MP Eleitoral quer oitiva de Márcio Jerry em ação sobre cassação de Duarte Júnior
Política

MP Eleitoral quer oitiva de Márcio Jerry em ação sobre cassação de Duarte Júnior

Testemunha afirmou em depoimento que a Secap, então comandada pelo hoje deputado federal, participava da análise dos conteúdos divulgados pelo Procon-MA

A oitiva do deputado federal Márcio Jerry (PCdoB) pode esclarecer os fatos apurados pelo MPE (Ministério Público Eleitoral) no Maranhão no âmbito da Aije (Ação de Investigação Judicial Eleitoral) que pede a cassação do diploma e a inelegibilidade do deputado estadual Duarte Júnior (PCdoB), por abuso de poder político e de autoridade.
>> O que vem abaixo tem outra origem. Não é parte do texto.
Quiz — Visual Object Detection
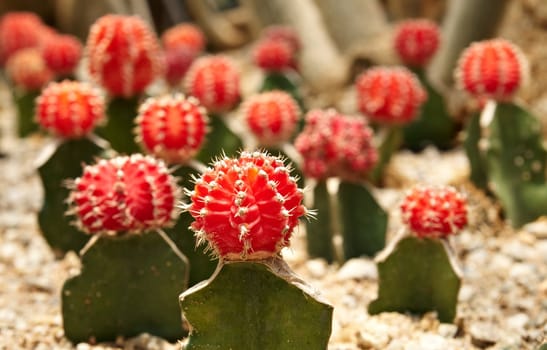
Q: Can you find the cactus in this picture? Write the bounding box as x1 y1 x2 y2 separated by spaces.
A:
41 34 82 77
86 14 162 154
463 110 489 190
295 109 386 261
163 47 198 87
185 55 243 160
6 48 54 137
62 155 188 343
355 67 427 184
35 81 106 256
180 151 332 348
180 259 333 349
456 39 546 227
369 185 467 323
305 180 336 262
0 12 45 66
161 23 206 53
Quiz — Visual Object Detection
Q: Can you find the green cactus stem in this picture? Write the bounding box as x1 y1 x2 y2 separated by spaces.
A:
196 114 242 163
368 235 461 323
260 72 304 110
180 258 333 349
483 102 547 227
97 96 141 154
165 165 217 287
38 137 104 257
537 343 547 350
369 126 403 186
306 180 336 263
13 89 40 137
463 110 489 191
62 230 189 343
337 181 387 259
402 69 458 151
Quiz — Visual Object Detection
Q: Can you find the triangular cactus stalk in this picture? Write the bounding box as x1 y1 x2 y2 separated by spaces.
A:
180 259 333 349
38 138 103 256
482 102 547 227
337 181 387 259
62 231 189 343
463 110 489 191
14 90 40 137
306 180 336 263
196 114 242 163
402 69 457 151
97 96 141 154
368 235 461 323
369 126 403 186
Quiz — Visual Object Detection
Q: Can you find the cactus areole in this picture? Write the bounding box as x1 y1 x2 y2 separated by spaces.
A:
394 19 440 67
355 67 427 125
36 80 105 139
184 55 240 113
455 39 528 102
242 90 301 147
69 155 180 235
187 151 307 260
135 94 208 164
295 109 378 181
86 15 162 97
401 185 468 238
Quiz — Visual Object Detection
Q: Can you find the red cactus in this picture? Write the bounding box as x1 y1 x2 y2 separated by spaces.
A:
6 48 54 90
294 109 378 181
242 91 300 146
86 15 162 97
69 155 180 234
455 39 528 102
0 12 45 65
163 46 198 86
136 94 208 164
36 80 105 139
42 34 83 75
161 23 205 53
394 19 440 67
252 39 295 72
400 185 467 238
187 151 307 260
355 67 427 125
184 55 240 113
262 25 301 53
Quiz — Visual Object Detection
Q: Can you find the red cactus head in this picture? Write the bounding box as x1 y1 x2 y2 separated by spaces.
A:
262 25 301 53
136 94 208 164
36 80 105 139
0 12 45 65
252 39 295 72
86 15 162 97
400 185 467 238
6 48 54 90
184 55 240 113
242 91 300 146
394 19 440 67
455 39 528 102
187 150 307 260
163 46 198 86
42 34 83 75
294 109 378 181
69 155 180 235
161 23 205 53
355 67 427 125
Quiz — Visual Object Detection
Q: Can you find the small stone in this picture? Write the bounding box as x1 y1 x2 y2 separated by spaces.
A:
469 322 500 348
501 240 537 261
506 313 529 332
438 323 458 338
458 285 475 302
305 258 328 278
413 334 450 350
336 258 377 280
522 218 547 239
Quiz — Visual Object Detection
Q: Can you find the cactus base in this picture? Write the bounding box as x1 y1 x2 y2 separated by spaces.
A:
306 180 335 263
14 90 40 137
97 96 141 154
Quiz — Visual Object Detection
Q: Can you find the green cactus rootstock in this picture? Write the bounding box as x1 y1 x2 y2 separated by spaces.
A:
464 111 489 191
337 181 387 259
306 180 336 263
38 138 104 256
260 72 304 110
97 96 141 154
402 70 458 151
368 236 461 323
484 102 547 227
196 114 243 163
14 90 40 137
369 126 403 186
180 259 333 350
62 231 189 343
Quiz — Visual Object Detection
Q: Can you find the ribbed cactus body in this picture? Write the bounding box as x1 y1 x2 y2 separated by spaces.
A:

É o que aponta manifestação do procurador-regional eleitoral Pedro Henrique Oliveira Castro Branco, da semana passada, ao relator do caso no TRE (Tribunal Regional Eleitoral) do Maranhão, desembargador Tyrone Silva.

Segundo apurou o ATUAL7, a oitiva de Márcio Jerry foi solicitada após menção ao comunista pela jornalista e ex-funcionária do Instituto de Promoção e Defesa do Cidadão e Consumidor (Procon) do Maranhão, Aline Alencar Nunes, em depoimento no bojo do processo. Ela foi arrolada como testemunha pelo próprio Duarte Júnior.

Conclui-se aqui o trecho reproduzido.